During the Pre-pack phase, the debtor remains in control and may terminate the Pre-pack procedure at any time.
The negotiations conducted by the judicial administrator envisage (i) an amicable agreement with at least two of the debtor’s creditors and which is only binding to the parties to the agreement, or (ii) a collective restructuring plan which requires the approval of the (double) majority of creditors (both in the number of creditors and in the amount of the claims) in order to become binding upon all creditors, and which may include various restructuring measures (such as payment deadlines, haircuts on the outstanding debts, a debt-for-equity swap, a differentiated arrangement for certain types of claims or a voluntary sale of all or part of the enterprise).

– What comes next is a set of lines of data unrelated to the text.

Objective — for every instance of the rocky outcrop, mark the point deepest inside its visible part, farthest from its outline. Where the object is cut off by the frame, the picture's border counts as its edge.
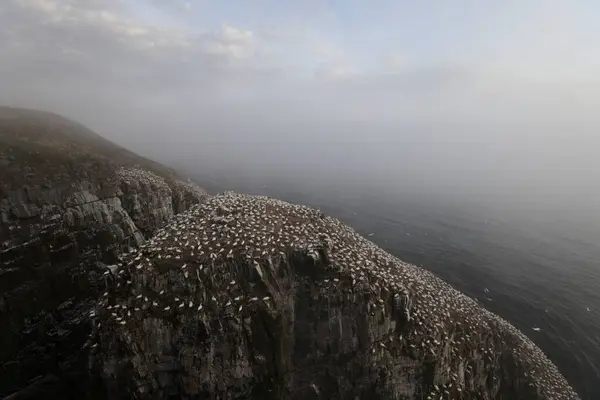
(70, 202)
(246, 297)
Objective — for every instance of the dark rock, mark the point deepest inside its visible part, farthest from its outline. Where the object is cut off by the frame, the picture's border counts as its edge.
(69, 200)
(291, 304)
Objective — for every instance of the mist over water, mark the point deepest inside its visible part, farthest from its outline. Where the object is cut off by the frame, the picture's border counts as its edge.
(465, 137)
(527, 247)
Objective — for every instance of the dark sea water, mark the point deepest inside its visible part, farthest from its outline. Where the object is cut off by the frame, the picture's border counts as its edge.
(533, 269)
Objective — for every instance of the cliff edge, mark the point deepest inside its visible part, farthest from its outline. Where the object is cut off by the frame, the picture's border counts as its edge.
(70, 203)
(247, 297)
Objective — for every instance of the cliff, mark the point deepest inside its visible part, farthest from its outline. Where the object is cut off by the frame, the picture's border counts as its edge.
(246, 297)
(70, 202)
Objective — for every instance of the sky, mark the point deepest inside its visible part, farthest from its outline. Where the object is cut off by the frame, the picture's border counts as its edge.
(467, 96)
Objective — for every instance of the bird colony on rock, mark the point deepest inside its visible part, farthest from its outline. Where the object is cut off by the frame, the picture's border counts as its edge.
(263, 231)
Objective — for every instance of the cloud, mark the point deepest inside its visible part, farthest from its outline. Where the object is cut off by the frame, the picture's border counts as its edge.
(127, 69)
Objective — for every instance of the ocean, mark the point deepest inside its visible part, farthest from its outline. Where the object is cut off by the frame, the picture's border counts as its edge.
(536, 270)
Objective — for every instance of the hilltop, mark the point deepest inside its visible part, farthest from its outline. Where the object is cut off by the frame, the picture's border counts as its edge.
(70, 202)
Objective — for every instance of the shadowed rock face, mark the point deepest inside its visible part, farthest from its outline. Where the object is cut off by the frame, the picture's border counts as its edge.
(70, 202)
(246, 297)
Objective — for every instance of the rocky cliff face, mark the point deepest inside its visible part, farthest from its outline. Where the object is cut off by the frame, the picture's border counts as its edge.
(247, 297)
(70, 202)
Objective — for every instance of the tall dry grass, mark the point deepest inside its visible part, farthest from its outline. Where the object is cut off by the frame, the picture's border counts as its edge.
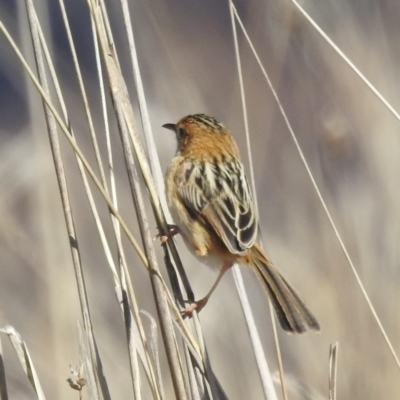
(187, 62)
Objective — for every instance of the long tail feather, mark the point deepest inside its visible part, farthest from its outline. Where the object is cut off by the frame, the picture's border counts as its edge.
(291, 311)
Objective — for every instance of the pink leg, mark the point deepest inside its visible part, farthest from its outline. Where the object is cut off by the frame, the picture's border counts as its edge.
(199, 304)
(172, 231)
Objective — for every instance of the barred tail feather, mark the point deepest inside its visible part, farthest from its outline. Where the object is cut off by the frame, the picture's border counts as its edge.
(291, 311)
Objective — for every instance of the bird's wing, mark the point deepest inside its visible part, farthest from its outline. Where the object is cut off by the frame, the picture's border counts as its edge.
(218, 194)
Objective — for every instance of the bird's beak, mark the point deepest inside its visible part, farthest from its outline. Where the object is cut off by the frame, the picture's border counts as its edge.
(171, 127)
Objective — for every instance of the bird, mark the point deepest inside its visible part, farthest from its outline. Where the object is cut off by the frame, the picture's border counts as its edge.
(211, 203)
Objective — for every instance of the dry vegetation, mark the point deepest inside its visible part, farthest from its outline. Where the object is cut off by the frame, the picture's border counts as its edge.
(186, 56)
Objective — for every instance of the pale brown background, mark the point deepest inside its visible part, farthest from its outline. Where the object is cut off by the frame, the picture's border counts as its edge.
(186, 56)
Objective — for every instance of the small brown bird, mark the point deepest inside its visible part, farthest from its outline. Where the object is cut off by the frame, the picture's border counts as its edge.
(210, 200)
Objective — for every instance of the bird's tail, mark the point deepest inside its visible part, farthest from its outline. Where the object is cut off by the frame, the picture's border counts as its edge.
(293, 314)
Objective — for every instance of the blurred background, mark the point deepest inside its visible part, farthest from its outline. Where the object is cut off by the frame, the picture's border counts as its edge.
(187, 60)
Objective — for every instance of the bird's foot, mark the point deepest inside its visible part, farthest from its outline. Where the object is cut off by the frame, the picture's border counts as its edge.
(172, 231)
(195, 306)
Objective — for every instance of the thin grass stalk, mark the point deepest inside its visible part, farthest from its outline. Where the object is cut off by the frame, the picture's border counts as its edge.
(333, 361)
(320, 197)
(153, 157)
(87, 363)
(83, 94)
(265, 375)
(161, 302)
(154, 161)
(153, 350)
(126, 284)
(145, 360)
(3, 381)
(25, 360)
(196, 390)
(263, 369)
(124, 112)
(62, 183)
(133, 361)
(343, 56)
(97, 183)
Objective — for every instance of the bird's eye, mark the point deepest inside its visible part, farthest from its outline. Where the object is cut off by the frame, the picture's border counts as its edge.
(181, 133)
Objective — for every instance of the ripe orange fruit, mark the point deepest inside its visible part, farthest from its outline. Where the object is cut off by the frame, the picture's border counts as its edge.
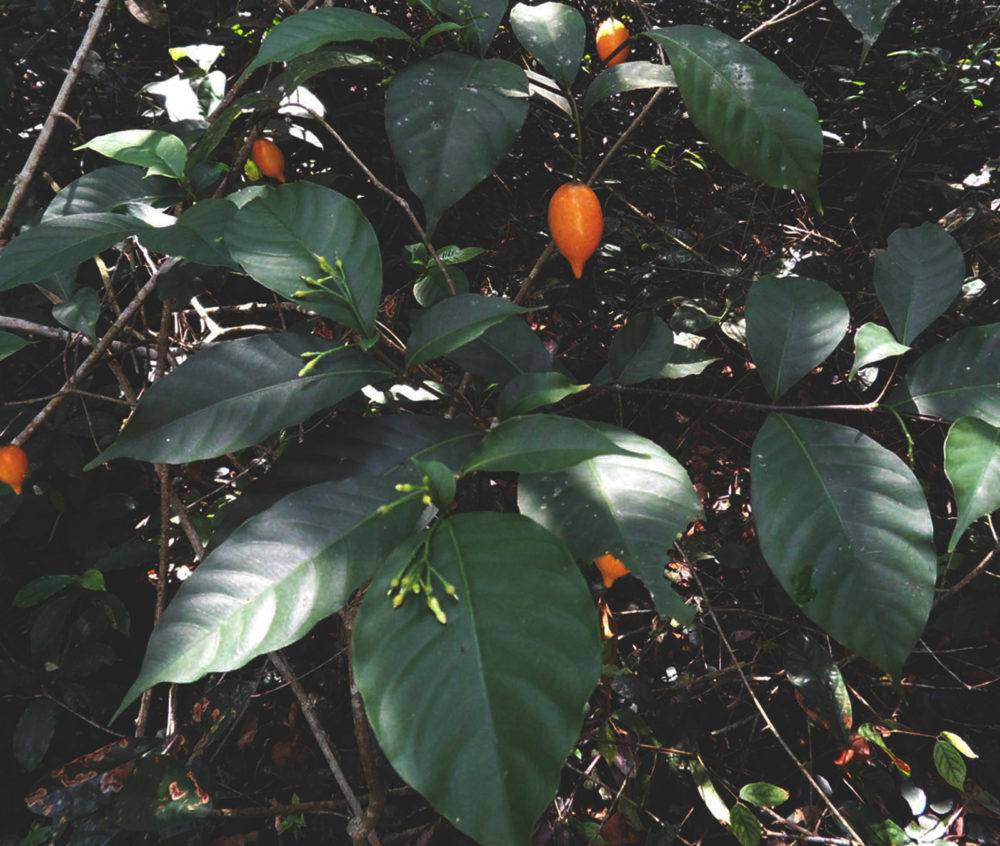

If the negotiations conducted by the judicial administrator are successful, the President of the enterprise court will refer the matter to the insolvency chamber of the enterprise court for the formal opening of judicial reorganisation proceedings. Subsequently, an amicable agreement might be sanctioned (“homologated”) by the court, or the collective restructuring plan might be put to the creditors’ vote.
Once referred, the judicial reorganisation proceedings are expedited (since the majority of the preparatory works have already been carried out):
- Within 5 working days after referral, the enterprise court will initiate formal judicial reorganisation proceedings.
- In the event of an amicable agreement, the enterprise court will decide on confirming or rejecting the amicable settlement within one month.
- In the event of a collective restructuring agreement, the creditors will vote on a restructuring plan and the court will decide on confirming or rejecting the collective agreement within 3 months.
At the request of the judicial administrator, during the Pre-pack procedure, the President of the enterprise court may subject unwilling or malicious creditors to payment terms and/or payment conditions as well as stay enforcement measures for a maximum period of four months.
As soon as the matter is referred to the insolvency chamber of the enterprise court (as explained above), the debtor-company will enjoy the full suspension period (moratorium) offered by the formal judicial reorganisation proceedings (ie during which enforcement measures against the company’s assets – for debts incurred before the opening of the judicial reorganisation proceedings – will be suspended).